How to reduce CUDA synchronize latency / delay

3.9k views Asked by At

This question is related to using cuda streams to run many kernels

In CUDA there are many synchronization commands cudaStreamSynchronize, CudaDeviceSynchronize, cudaThreadSynchronize, and also cudaStreamQuery to check if streams are empty.

I noticed when using the profiler that these synchronize commands introduce a large delay to the program. I was wondering if anyone knows any means to reduce this latency apart from of course using as few synchronisation commands as possible.

Also is there any figures to judge the most effecient synchronisation method. that is consider 3 streams used in an application and two of them need to complete for me to launch a forth streams should i use 2 cudaStreamSyncs or just one cudaDeviceSync what will incur less loss ?

1

There are 1 answers

4
ArchaeaSoftware On

The main difference between synchronize methods is "polling" and "blocking."

"Polling" is the default mechanism for the driver to wait for the GPU - it waits for a 32-bit memory location to attain a certain value written by the GPU. It may return the wait more quickly after the wait is resolved, but while waiting, it burns a CPU core looking at that memory location.

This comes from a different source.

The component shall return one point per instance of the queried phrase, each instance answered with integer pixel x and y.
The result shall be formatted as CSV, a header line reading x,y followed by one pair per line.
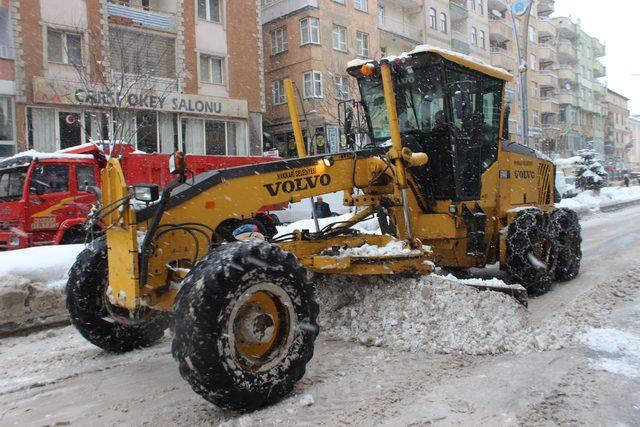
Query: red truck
x,y
45,197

"Blocking" can be requested by calling cudaSetDeviceFlags() with cudaDeviceScheduleBlockingSync, or calling cudaEventCreate() with cudaEventBlockingSync. Blocking waits cause the driver to insert a command into the DMA command buffer that signals an interrupt when all preceding commands in the buffer have been executed. The driver can then map the interrupt to a Windows event or a Linux file handle, enabling the synchronization commands to wait without constantly burning CPU, as do the default polling methods.

The queries are basically a manual check of that 32-bit memory location used for polling waits; so in most situations, they are very cheap. But if ECC is enabled, the query will dive into kernel mode to check if there are any ECC errors; and on Windows, any pending commands will be flushed to the driver (which requires a kernel thunk).